Wypadek pod Postominem. 6-osobowa rodzina rozbiła się o drzewo
Sześć osób osób zostało rannych w wypadku między miedzy Królewem a Korlinem, pod Postominem, w województwie zachodniopomorskim. Wszystko działo się we wtorek, 15 lipca, ok. godz. 17 na prostym odcinku drogi powiatowej prowadzącej w kierunku Jarosławca.
- Prowadzący volkswagena tourana 40-latek zjechał nagle z jezdni, z nieznanych jak na razie przyczyn, i uderzył w drzewo - powiedziała "Super Expressowi" asp. szt. Kinga Warczak, rzeczniczka Komendy Powiatowej Policji w Sławnie.

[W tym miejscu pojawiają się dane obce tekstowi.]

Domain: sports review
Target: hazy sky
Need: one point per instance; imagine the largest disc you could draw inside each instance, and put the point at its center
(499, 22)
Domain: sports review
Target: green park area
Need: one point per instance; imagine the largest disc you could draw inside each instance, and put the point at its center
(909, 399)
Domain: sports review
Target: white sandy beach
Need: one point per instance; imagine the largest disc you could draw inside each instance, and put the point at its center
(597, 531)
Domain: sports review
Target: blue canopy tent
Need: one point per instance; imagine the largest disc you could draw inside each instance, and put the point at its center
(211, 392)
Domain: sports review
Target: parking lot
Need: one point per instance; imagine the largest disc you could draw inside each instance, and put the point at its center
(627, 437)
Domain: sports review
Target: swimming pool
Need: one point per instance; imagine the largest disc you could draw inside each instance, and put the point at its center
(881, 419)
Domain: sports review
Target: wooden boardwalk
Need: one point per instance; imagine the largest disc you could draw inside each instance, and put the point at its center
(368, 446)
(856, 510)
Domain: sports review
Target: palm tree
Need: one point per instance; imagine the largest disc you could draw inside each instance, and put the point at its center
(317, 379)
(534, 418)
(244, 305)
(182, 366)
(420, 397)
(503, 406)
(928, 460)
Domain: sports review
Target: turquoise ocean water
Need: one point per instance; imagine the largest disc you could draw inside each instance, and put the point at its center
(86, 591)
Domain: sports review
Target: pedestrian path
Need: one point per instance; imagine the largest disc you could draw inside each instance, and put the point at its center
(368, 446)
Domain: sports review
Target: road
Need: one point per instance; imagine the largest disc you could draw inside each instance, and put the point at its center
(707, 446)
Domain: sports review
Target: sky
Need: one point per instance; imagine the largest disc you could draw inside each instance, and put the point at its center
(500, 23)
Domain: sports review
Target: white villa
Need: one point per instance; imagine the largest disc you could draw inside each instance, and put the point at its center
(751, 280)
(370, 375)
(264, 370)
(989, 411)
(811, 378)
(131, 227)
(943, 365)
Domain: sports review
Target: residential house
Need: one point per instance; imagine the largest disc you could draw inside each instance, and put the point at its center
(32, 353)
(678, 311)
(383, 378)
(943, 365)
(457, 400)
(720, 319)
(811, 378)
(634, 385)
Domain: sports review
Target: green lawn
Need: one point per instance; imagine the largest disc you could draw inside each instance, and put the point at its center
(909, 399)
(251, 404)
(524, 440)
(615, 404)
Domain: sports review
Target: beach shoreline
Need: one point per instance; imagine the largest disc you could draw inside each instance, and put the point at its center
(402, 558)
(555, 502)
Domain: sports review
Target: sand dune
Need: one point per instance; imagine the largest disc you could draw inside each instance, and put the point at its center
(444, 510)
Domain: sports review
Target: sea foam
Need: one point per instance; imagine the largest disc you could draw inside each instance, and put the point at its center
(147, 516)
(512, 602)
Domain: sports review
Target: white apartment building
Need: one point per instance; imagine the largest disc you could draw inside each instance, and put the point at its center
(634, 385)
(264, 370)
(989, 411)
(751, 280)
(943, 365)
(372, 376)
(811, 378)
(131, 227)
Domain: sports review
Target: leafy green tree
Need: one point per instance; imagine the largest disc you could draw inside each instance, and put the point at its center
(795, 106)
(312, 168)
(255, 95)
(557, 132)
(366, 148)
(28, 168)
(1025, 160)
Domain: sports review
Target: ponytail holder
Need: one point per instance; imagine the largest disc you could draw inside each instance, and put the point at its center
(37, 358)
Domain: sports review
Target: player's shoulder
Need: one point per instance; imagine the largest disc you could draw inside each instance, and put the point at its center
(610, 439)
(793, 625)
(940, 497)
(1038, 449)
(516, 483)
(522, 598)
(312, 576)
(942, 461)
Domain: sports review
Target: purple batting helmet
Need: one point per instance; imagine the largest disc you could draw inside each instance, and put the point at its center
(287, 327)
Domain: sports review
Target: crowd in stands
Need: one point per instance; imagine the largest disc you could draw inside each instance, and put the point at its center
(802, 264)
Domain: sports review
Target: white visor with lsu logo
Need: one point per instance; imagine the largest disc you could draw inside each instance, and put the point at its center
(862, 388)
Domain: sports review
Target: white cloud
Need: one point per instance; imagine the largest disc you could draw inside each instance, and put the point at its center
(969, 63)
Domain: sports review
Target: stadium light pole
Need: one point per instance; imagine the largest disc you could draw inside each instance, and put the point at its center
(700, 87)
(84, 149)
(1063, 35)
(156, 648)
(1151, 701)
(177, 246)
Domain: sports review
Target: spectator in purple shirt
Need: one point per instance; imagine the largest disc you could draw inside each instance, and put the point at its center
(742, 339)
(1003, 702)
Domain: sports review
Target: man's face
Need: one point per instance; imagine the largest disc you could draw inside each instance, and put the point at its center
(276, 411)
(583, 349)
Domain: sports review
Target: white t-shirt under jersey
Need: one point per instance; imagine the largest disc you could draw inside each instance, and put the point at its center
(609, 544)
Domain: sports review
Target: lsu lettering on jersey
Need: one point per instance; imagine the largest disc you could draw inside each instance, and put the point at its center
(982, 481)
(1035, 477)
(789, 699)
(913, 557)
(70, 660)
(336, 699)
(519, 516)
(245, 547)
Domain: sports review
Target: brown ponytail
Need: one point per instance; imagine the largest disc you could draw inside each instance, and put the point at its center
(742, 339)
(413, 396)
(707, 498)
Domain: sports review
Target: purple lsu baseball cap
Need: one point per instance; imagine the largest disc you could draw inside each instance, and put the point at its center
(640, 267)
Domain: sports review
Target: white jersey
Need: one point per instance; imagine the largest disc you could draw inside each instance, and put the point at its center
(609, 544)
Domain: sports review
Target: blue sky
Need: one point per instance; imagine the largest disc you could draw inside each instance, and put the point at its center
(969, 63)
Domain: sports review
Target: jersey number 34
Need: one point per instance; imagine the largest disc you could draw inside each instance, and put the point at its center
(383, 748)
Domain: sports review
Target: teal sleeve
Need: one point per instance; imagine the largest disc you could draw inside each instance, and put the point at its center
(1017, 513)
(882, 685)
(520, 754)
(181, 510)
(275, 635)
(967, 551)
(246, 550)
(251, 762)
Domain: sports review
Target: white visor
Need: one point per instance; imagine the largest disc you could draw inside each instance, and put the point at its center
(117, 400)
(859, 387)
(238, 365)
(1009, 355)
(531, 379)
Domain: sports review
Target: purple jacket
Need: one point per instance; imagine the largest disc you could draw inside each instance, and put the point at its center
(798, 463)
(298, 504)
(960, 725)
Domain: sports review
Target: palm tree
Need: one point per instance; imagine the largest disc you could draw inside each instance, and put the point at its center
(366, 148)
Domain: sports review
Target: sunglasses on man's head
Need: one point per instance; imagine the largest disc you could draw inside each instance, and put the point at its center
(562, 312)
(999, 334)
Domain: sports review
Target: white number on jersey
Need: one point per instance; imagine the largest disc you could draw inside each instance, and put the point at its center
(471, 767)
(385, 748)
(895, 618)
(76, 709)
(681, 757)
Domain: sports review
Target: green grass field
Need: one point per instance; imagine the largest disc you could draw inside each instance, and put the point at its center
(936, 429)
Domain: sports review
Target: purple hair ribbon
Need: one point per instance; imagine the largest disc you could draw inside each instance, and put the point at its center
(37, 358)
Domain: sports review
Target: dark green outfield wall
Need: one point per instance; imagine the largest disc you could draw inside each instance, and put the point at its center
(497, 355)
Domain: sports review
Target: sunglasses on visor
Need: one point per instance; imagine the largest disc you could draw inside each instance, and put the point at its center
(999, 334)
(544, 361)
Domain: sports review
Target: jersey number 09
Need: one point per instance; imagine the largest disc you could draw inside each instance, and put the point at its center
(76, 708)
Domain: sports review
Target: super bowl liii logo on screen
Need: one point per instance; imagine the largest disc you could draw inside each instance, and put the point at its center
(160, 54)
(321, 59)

Razem z nim podróżowali: 44-letnia kobieta, 53-letni mężczyzna i troje dzieci w wieku: 5, 12 i 14 lat. Najmłodsza z całego grona dziewczynka odniosła najpoważniejsze obrażenia ciała i została zabrana śmigłowcem Lotniczego Pogotowia Ratunkowego do szpitala w Koszalinie. Do tej samej placówki trafiły też dwie inne osoby, natomiast kierowca pojazdu został przetransportowany do szpitala w Sławnie. Pozostałe osoby karetki pogotowia zawiozły do szpitala w Słupsku.
Wszyscy poszkodowani to mieszkańcy województwa śląskiego i jak informuję strażacy, członkowie jednej rodziny.
- Jak wiemy, samochodem podróżowała 6-osobowa rodzina, która była tylko zwiedzać miejscowość Ustka i miała wrócić z powrotem na wypoczynek do Jarosławca - czytamy na profilu facebookowym Ochotniczej Straży Pożarnej Rusinowo.
Na miejscu interweniowało w sumie: 5 karetek pogotowia, 6 zastępów straży pożarnej:
- OSP Rusinowo🚒;
- OSP Naćmierz 🚒;
- OSP Chudaczewo🚒;
- OSP Karsino 🚒;
- OSP Łącko;
- JRG Darłowo
oraz policja i śmigłowiec LPR. Mundurowi nadal wyjaśniają szczegółowe przyczyny i okoliczności zdarzenia.